Em um lugar chamado Sampa

(da série de textos perdidos)

É só um quarto. Uma janela constantemente fechada, por causa do frio. É pena que, mesmo fechada a janela, o quarto consiga ser mais frio que o tempo lá fora.

Não há papos; não há sapos; não há grilos; não há pássaros, nem árvores, nem nada!

Minha planta está morta (acho), perdida num pote de manteiga com um pouco de terra.

Sinto frio nas mãos e nos pés. Sinto dores na coluna. O monstro quase me mata. Com ele a solidão aumenta.

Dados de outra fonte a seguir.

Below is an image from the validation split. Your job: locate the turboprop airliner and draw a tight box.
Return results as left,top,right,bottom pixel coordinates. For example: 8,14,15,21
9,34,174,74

Tem um relógio numa cadeira em frente a mim. Tem um saco de supermercado, com lixo, na minha cabeceira. Tem um rádio nos pés da minha cama.
                   Toca qualquer coisa.
                   Qualquer coisa me toca
                   Pra dentro da toca.
                   Qualquer coisa me sufoca
                   Qualquer coisa chamada solidão.

Blusas, livros, chaves, papel, bolsa, pasta, tudo na cadeira de cabeceira. Eu posso dizer que sou muito original. Estou certo de que poucas pessoas resolveram optar pela cadeira de cabeceira ao invés da mesa de mesmo nome.

Divagações, afluxo de idéias confusas, sem definições.
Desculpe.
Tenho muitas saudades. Te gosto muito. Quero um beijo em Glauci, um beijo em Bruna e um grande beijo em você.
Acredito muito que sou feliz.
Nunca deixe de amar. Um dia estou aí.
"Maria fumaça não canta mais..."

(15/05/1984)
Deveria ser uma carta para uma amiga. Eu estava em São Paulo, fazendo curso no SENAI. Sentia saudades de meus amigos no Rio de Janeiro. Dividia apartamento com mais quatro pessoas do trabalho. Só havia um deles com quem eu me dava relativamente bem. Mas não tinha nada em comum com nenhum deles. O que, de certa maneira, foi bom, pois fiz muitas coisas sozinho, conquistei novos amigos e descobri que São Paulo podia ser bem mais interessante que minha saudade de casa me deixava ver.